Photo/Illutration Tourists crowd the bustling Nakamise-dori shopping street in Tokyo’s Asakusa district on Sept. 14. (Yuki Shibata)

Bustling with foreign tourists, Tokyo's Asakusa district is seeing a 25 percent increase in commercial land prices near Tsukuba Express Asakusa Station compared to the previous year.

The rise is the eighth highest nationwide.

With the increase in inbound visitors, new restaurants and hotels are opening in the area.

“There are always people looking for vacant properties to open businesses targeting tourists,” said Kenichi Iwama, a local real estate agent. “If the location is good, it sells immediately even at a high price.”

The land ministry’s Sept. 17 benchmark report highlighted significant increases in land prices in popular tourist destinations such as Asakusa and resort areas.

Meanwhile, the residential property market is slowing in some regions as demand has failed to keep up with soaring prices.

On the back of the weak yen, the number of visitors to Japan has been increasing. It reached 21,069,900 in the first seven months of the year, surpassing 20 million at the fastest pace ever.

Spending by inbound tourists in the first half of the year hit a record high of 3.9 trillion yen ($27.56 billion).

The increase in foreign visitors has driven up land prices in tourist destinations nationwide.

Hakuba, Nagano Prefecture, saw a 30.2 percent increase from last year due to strong demand for hotel and condominium land.

Takayama, Gifu Prefecture, known for its traditional townscape, experienced a 27.1 percent increase in land prices driven by the demand for commercial properties.

In cities such as Nagano and Matsue, the average land price fluctuation has turned positive for the first time in 32 years.

Residential land prices are also on the rise.

In Onna, Okinawa Prefecture, a sought-after relocation destination, land values have soared by 29 percent.

Several areas in Miyakojima, also in Okinawa, have seen price increases of over 20 percent. Wealthy foreign buyers seeking vacation homes are driving up prices in Furano, Hokkaido.

Demand for apartment property in metropolitan areas is high, leading to price increases in Tokyo’s Shinjuku Ward, Nagoya, Kyoto and elsewhere.

The most expensive residential area is Akasaka 1-chome in Tokyo’s Minato Ward, with a price of 5.56 million yen per square meter, a 6.1 percent increase from the previous year.

The area is home to many embassies and is near the newly opened commercial complex, Azabudai Hills.

Residential land prices in the 23 wards of the capital’s central area continued to surge, increasing by 6.7 percent, compared to a 4.2 percent increase the previous year.
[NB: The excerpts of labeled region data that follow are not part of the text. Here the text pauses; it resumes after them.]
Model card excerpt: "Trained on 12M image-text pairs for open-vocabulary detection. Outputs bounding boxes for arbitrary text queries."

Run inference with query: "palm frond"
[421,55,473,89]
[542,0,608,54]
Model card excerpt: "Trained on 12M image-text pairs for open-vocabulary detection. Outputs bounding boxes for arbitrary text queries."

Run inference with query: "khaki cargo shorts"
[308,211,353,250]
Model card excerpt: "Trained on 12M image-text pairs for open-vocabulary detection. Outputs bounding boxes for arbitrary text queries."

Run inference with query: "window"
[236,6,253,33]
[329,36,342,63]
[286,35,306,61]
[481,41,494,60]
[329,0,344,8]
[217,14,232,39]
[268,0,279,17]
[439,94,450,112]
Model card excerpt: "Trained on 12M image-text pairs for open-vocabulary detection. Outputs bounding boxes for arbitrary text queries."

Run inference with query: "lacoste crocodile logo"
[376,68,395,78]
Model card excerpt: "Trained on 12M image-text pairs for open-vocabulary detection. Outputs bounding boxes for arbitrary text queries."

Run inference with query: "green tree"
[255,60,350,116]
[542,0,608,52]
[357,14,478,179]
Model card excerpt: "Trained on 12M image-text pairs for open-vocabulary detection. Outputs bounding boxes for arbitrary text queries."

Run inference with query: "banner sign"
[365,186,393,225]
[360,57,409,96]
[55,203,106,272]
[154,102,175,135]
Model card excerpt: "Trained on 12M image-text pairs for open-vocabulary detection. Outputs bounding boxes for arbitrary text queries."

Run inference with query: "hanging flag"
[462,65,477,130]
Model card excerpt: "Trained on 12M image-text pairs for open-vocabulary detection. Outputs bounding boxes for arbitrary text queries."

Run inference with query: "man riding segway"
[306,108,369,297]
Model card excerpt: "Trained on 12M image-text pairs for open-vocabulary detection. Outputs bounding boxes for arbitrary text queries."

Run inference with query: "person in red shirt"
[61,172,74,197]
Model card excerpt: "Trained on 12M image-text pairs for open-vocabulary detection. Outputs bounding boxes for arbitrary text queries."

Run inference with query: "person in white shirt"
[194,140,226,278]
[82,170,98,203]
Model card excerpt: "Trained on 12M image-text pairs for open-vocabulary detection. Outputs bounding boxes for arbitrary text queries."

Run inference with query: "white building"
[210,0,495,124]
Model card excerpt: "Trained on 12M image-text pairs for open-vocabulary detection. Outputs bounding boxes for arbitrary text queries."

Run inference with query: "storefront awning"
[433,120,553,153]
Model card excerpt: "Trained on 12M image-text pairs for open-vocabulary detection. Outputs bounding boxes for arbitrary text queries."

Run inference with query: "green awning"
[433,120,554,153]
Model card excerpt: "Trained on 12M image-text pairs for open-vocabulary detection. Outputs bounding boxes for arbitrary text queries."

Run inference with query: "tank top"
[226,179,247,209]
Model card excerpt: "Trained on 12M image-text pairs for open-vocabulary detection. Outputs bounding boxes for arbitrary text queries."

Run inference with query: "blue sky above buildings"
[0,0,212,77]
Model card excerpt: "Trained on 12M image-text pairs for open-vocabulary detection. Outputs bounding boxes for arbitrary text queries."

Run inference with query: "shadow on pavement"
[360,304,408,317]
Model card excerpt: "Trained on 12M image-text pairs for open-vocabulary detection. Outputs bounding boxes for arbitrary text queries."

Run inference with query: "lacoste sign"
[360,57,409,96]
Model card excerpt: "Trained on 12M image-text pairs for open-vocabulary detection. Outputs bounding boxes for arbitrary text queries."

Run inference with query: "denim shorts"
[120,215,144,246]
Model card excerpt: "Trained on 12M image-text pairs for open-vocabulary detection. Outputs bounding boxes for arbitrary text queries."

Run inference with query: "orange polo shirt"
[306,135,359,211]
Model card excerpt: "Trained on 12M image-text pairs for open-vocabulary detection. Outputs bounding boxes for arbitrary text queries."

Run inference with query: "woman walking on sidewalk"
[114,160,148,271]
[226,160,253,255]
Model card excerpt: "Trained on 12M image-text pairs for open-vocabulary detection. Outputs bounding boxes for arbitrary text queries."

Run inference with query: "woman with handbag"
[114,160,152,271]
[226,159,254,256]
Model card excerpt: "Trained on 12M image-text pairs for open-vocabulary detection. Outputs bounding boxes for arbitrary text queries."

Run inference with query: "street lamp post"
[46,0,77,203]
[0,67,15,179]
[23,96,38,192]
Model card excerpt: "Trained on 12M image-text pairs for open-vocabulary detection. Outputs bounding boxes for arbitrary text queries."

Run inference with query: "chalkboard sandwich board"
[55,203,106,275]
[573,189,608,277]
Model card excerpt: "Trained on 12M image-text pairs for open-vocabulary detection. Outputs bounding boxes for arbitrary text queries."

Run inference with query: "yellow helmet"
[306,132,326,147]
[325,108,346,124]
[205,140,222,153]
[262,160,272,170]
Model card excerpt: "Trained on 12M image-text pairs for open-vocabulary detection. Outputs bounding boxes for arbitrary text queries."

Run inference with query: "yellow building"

Although the average price of new apartments sold in the first half of this year decreased by 16.3 percent compared to the same period last year, it remained above 100 million yen.

“Land prices are not likely to fall as two factors to push them up--inflation and low interest rates--are in place,” said Yuto Ohigashi from the real estate agent Jones Lang LaSalle KK.

However, the upward trend in land prices has shown signs of slowing in some areas. The average rate of increase has fallen for both residential and commercial property in Sapporo, Sendai, Hiroshima and Fukuoka, compared to the previous year.

The four cities have been driving land prices in their wider regional areas.

While residential land prices in Sapporo increased by 3.6 percent, the momentum has weakened compared to the previous year's 12.5 percent.

Due to the rising land prices and construction costs, there has been a decline in home purchases, particularly in areas located far from train stations, even in the city center.

“One reason for the slowdown is that housing prices are becoming too high for the middle class,” said Mikito Yokoyama from the Hokkaido Association of Real Estate Appraisers.

In Sendai, where residential land prices increased by 6.3 percent, properties with poor accessibility are becoming less desirable. This trend is also evident in Tokyo's suburbs.

“Properties along popular railway lines or with good accessibility are selling well,” said an apartment sales representative from Daiwa House Industry Co. “But properties lacking distinctive features, such as those near stations, are taking a long time to sell, particularly when the price per tsubo--approximately 3.3 square meters--exceeds 3 million yen.”